Alan ile olan görüşmesi sonlanır sonlanmaz Daniel ile görüşmek için istek attı. Kağıt inceliğindeki ekrandaki görüntü, az sonra konuşacağı kişinin profil fotoğrafını sanki Eiffel'in hiçbir fikri yokmuş gibi ekrana getirdi. Fotoğraf ufalıp küçülürken arka plandan eski telefonları andıran bip sesleri yükseldi. Bip sesleri toplamda onu geçtiğinde Eiffel koltuğunu geriye iterek ayağa kalktı.
"Hay..." deyip bir küfür savurdu. "Yine mi açmamazlık edeceksin, Dan. Neyse..." deyip koltuğu bilgisayara yeniden yaklaştırdı.
Daire kapısının önüne gitti. O anda çağrı kabul edilse ve görüşme başlasa da bir sorun olmazdı. Eiffel'in evi olabilecek en küçük stüdyo dairelerden biri olduğu için, dairenin banyo haricinde kalan kısmı odadan hallice büyük olduğu için asla sorun olmazdı. Kapı kolunun altına sığınıp ekrandaki kişinin kulağına fısıldayabilirdi ve karşı tarafta onu net olarak duyabilirdi.

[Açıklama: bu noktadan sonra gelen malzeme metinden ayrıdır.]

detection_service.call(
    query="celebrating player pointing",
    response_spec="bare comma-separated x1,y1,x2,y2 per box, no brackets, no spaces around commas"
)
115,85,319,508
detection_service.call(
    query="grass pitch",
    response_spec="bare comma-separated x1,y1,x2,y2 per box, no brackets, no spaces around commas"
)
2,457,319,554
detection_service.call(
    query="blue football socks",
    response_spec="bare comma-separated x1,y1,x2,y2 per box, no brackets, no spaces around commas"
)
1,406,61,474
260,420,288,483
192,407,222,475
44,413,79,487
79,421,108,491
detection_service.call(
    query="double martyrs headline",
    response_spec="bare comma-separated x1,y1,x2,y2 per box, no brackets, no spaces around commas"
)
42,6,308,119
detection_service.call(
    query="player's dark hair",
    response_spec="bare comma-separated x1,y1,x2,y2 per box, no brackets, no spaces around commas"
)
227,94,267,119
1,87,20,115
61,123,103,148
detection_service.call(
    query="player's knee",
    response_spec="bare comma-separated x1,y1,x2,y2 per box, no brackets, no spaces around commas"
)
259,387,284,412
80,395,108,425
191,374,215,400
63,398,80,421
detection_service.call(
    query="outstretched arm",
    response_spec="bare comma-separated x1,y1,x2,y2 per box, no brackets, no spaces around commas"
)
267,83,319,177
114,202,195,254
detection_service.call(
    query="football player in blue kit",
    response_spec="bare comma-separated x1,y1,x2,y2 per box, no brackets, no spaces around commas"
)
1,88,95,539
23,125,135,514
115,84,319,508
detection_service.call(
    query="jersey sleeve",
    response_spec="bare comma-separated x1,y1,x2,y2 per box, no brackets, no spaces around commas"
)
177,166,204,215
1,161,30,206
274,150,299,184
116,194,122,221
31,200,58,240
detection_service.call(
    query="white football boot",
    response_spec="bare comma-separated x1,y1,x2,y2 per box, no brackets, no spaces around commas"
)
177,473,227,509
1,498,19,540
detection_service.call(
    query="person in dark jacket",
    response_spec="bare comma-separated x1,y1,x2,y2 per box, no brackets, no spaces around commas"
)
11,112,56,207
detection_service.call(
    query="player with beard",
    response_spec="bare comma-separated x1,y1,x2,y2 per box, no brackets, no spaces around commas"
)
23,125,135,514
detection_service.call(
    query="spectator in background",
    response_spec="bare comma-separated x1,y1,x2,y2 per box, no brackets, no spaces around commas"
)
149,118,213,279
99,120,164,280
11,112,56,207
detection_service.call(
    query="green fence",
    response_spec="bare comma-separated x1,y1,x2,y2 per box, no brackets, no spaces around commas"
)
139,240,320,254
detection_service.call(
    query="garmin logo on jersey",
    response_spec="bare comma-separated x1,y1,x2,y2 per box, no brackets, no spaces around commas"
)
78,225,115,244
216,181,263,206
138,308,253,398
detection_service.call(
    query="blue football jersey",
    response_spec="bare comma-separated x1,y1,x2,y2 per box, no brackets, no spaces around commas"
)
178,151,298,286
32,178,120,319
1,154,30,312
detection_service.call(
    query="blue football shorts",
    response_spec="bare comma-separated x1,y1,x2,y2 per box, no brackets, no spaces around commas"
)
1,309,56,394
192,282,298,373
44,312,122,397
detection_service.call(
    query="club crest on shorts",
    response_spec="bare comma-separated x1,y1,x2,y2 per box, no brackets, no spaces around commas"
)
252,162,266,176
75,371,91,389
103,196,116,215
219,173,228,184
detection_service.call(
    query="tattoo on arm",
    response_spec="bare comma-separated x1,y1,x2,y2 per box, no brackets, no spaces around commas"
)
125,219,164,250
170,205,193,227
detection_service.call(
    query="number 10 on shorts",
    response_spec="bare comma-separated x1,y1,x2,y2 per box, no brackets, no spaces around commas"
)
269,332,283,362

O anda kapı kolunun altına sığınamazdı, temizlik botu infilak ettiği için her yer kül rengindeki bir tozla kaplanmıştı. Evinde o renkte bir kir olamayacağını biliyordu. Bot temizlemek adına kiri içindeki hazneye hapsederken o kire ne yapıyor olabilirdi ki rengi küle dönüyordu? Yere çöktü, olmayan büyüteciyle ama olan dikkatiyle robotu inceledi.
Öncelikle olay yerindeki kurbanı yerden kaldırdı. Evin mutfak tarafına, o anda durduğu konumun sağındaki duvara döndü ve tezgaha koydu. Mikrofiber bez ile robotun üzerindeki tozları sildi. Tamamen arındırmadığını bilse de yeterince temizlemiş olduğunu gördüğünde arkasında kalan ve bilgisayar masasının sağında kalan atölye masasına koydu robotu.
Tamir etmeyecekti ama belki tamir edecekmiş gibi yapmak bile işe yarayabilirdi.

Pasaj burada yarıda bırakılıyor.